So, my family and I have returned from the hills of Maine.  It was one of the most relaxing times of my life.  I had no internet service up there, towards the end of the stay, so please pardon the dearth of blogging.  In addition, it always takes a day or two to recover from a trip.  Returning to New York with two screaming kids in the car is akin to a satellite reentering earth’s orbit in a flaming ball.  All the while, you wonder whether you are going to survive that final stretch, or be consumed in a flaming blaze of cholicky screams.
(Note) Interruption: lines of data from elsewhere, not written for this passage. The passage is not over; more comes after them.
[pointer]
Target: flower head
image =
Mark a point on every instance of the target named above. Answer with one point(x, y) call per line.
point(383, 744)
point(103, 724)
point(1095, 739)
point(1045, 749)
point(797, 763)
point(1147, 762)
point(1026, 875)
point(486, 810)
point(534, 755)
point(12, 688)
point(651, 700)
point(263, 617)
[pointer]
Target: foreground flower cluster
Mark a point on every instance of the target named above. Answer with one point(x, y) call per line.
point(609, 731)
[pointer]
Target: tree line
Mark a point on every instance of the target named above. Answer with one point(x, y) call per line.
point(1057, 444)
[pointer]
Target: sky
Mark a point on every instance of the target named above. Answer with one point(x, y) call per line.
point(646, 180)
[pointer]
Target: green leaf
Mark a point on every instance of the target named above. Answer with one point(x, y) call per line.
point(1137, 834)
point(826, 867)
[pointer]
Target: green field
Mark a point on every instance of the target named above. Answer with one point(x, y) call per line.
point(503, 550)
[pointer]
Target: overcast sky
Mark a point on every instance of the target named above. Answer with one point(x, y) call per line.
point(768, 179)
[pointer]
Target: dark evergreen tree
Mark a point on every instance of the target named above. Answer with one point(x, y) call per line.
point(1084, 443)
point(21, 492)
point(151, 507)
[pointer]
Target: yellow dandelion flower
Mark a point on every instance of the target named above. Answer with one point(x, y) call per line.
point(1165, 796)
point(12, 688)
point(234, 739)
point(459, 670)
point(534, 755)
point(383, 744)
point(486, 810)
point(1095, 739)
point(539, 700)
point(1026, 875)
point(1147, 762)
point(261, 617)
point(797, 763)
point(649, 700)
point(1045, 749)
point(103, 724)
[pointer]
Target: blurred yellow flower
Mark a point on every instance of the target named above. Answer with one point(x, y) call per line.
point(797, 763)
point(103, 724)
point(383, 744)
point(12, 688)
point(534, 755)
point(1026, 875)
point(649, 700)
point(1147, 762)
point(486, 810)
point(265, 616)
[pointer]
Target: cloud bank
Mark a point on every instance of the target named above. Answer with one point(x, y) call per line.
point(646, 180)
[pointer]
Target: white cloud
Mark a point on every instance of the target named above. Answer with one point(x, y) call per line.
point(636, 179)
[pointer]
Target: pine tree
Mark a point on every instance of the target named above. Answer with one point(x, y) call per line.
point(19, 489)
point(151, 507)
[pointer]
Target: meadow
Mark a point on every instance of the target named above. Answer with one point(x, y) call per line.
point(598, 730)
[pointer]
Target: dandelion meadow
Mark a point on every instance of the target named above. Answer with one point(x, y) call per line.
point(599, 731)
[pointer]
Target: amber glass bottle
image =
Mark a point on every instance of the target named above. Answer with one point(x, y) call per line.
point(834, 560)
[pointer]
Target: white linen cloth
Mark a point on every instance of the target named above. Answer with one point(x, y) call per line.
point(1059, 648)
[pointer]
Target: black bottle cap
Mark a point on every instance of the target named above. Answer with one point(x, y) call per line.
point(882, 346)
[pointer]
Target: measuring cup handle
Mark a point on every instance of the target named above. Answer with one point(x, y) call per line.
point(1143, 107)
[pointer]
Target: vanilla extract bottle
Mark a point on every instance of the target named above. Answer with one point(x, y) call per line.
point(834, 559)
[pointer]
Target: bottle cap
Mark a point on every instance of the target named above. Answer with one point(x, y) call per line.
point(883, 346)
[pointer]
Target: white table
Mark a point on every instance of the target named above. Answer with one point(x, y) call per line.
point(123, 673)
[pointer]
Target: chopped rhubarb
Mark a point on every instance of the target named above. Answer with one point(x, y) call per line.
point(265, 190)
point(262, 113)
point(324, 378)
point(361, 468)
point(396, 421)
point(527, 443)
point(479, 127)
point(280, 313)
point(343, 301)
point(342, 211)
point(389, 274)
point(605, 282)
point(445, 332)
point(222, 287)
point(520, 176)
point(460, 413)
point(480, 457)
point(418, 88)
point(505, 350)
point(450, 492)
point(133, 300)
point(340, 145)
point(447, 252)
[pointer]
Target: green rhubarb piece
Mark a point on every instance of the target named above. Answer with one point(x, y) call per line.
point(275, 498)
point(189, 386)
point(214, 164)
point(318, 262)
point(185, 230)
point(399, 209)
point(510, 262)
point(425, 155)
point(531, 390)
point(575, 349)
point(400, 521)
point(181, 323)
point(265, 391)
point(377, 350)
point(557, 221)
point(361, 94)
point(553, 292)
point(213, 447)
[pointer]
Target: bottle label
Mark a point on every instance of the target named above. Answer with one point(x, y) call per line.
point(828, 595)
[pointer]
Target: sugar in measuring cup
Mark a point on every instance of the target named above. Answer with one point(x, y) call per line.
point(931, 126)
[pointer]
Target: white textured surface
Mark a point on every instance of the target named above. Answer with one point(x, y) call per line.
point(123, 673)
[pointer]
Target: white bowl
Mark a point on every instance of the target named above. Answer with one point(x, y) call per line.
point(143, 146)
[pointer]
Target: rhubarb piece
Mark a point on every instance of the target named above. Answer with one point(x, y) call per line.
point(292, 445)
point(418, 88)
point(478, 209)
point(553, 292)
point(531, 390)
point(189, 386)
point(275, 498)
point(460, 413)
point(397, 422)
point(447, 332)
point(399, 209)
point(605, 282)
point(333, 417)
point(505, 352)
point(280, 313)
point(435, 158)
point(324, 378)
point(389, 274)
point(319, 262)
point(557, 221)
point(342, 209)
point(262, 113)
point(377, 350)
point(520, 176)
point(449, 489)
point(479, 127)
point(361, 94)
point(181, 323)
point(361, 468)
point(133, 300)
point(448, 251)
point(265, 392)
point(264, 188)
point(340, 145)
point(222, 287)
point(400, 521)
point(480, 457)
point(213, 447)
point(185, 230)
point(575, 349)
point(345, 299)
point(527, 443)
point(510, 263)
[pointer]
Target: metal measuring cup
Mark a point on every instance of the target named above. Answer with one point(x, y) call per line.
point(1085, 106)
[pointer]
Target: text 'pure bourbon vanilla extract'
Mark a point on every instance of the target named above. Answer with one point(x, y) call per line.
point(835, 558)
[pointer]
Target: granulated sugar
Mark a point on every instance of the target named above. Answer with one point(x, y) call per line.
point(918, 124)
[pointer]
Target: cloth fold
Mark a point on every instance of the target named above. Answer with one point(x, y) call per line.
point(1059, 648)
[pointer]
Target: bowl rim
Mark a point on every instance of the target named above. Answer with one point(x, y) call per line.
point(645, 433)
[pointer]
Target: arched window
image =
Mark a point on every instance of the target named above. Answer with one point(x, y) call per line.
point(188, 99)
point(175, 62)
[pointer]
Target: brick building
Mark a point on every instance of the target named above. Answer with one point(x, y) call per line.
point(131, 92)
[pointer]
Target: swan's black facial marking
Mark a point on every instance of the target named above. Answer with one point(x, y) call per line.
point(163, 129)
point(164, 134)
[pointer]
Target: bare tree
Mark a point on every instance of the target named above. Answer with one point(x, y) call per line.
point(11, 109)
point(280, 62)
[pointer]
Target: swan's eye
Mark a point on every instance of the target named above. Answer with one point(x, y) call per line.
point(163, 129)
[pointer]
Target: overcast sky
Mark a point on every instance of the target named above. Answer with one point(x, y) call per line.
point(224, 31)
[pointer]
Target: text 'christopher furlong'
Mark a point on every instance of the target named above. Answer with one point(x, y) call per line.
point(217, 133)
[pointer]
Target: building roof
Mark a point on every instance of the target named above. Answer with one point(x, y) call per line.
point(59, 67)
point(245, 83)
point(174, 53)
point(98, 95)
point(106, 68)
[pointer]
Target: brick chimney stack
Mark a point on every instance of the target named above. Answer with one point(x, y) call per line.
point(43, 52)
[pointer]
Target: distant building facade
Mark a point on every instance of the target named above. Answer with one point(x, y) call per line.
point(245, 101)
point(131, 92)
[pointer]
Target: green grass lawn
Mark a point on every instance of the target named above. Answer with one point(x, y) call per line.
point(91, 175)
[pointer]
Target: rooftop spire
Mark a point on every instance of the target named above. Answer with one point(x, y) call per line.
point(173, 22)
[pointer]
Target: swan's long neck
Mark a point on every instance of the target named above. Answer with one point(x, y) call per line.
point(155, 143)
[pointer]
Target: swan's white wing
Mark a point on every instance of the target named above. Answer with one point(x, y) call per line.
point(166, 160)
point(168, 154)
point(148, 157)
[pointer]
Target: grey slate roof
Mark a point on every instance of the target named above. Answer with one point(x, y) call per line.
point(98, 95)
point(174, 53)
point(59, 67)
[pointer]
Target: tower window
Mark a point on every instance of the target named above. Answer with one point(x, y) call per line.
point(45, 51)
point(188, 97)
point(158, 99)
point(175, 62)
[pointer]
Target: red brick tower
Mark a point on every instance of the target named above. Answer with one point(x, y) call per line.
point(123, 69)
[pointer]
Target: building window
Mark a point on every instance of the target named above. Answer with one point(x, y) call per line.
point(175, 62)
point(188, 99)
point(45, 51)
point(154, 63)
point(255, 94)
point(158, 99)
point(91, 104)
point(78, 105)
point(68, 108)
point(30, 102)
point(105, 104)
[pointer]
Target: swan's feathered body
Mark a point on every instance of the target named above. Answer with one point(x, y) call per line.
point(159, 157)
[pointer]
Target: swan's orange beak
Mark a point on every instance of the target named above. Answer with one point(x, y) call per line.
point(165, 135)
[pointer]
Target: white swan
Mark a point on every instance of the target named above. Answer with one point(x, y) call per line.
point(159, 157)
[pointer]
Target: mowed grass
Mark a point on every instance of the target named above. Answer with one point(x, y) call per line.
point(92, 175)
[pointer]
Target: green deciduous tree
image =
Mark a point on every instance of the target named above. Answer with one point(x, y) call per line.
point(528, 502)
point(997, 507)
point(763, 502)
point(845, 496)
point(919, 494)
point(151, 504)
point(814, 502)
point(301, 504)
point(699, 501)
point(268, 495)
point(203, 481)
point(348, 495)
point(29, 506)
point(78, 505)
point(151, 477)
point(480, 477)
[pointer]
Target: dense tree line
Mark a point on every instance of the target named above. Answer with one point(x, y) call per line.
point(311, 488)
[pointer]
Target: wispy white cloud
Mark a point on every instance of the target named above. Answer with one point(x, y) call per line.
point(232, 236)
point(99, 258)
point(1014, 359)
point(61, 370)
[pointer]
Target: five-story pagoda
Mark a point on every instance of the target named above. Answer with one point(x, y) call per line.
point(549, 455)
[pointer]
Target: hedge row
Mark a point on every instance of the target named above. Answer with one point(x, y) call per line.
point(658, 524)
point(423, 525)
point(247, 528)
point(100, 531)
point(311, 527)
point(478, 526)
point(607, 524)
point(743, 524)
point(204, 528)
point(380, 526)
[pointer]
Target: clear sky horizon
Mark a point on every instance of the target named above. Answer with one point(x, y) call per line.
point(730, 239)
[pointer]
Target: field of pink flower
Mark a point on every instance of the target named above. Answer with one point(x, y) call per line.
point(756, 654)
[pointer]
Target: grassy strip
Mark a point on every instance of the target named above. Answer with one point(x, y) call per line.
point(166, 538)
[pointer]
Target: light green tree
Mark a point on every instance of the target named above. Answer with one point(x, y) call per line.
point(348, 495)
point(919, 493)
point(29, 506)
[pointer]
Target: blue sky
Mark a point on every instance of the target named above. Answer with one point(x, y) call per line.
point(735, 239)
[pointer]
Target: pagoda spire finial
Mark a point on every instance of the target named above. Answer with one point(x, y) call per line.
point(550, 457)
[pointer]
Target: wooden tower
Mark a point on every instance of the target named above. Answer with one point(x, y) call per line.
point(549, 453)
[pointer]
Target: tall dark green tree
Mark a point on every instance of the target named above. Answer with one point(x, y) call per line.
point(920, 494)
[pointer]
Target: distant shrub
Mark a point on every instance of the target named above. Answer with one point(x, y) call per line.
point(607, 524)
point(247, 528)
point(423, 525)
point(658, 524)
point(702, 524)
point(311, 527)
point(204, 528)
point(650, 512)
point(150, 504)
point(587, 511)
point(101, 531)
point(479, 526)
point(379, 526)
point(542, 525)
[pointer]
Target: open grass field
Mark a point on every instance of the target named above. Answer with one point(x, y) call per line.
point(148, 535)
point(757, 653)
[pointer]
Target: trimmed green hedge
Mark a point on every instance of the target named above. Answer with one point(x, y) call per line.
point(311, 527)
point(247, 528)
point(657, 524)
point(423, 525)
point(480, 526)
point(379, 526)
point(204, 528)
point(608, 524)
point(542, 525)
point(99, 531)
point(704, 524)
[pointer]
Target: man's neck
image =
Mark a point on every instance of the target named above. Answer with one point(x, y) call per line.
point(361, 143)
I have wonderful news.  My friend Jason, the marble carver, is coming to town.  I’ve written about him before in this blog, in the September 5th entry.  Jason has been able to find a wonderful situation here on Long Island.  Gallery North, in Setauket, is hosting him for three months as their artist in residence.  I’m really amazed by their generosity, in that he is being accomodated with housing, studio, and overall support of all the members of the gallery!  He will be teaching workshops, giving lectures, sculpting marble on site, working on a bronze bust commission.  I’m really looking forward to having a good friend of mine from Florence, who sculpts in a similar vein as I paint, and who will now be living a short drive away.  Such good news!

To explain this photo, hang with me for a moment.  Here is a photo taken by another artist friend of mine, Jennifer Pitt.  The photo is of a cast, which is of the statue of Saint Mark.  Did I lose you yet?  When a marble sculpture is created, a cast is made of it in plaster.  The cast itself can sometimes take on an aesthetic value in and of itself, and become art.  Jason carved and installed the life sized statue of St. Mark in the facade of St. Mark’s Anglican Church in the historic city center of Florence.   He then cast the bust (head and shoulders) of it in plaster, then donated the cast to St. Mark’s Anglican.  Then my friend Jenny stumbled across it, and took this painterly photo.

A part of me is always in Florence, with my friends at the Cecil Studios.  I can’t tell you how wonderful it is for me to have those friends visit here, at my home in New York.  I really do dream of a movement of art happening in this area, a movement in which people return to a type of art that is intimate with the natural world.  Painting and sculpting from natural light, drawing from living people and not photos, painting landscapes that were done in meadows, not in jpegs… marble and dust, oil and linen… I really think this return to beauty in nature is exactly what Long Island needs, and is birthing.

Who knows, maybe this movement on Long Island will result in some of the pestiferous, plastic, PVC, picket fences being torn down, and replaced with soothingly senescent cedar, and rusting, red wrought iron.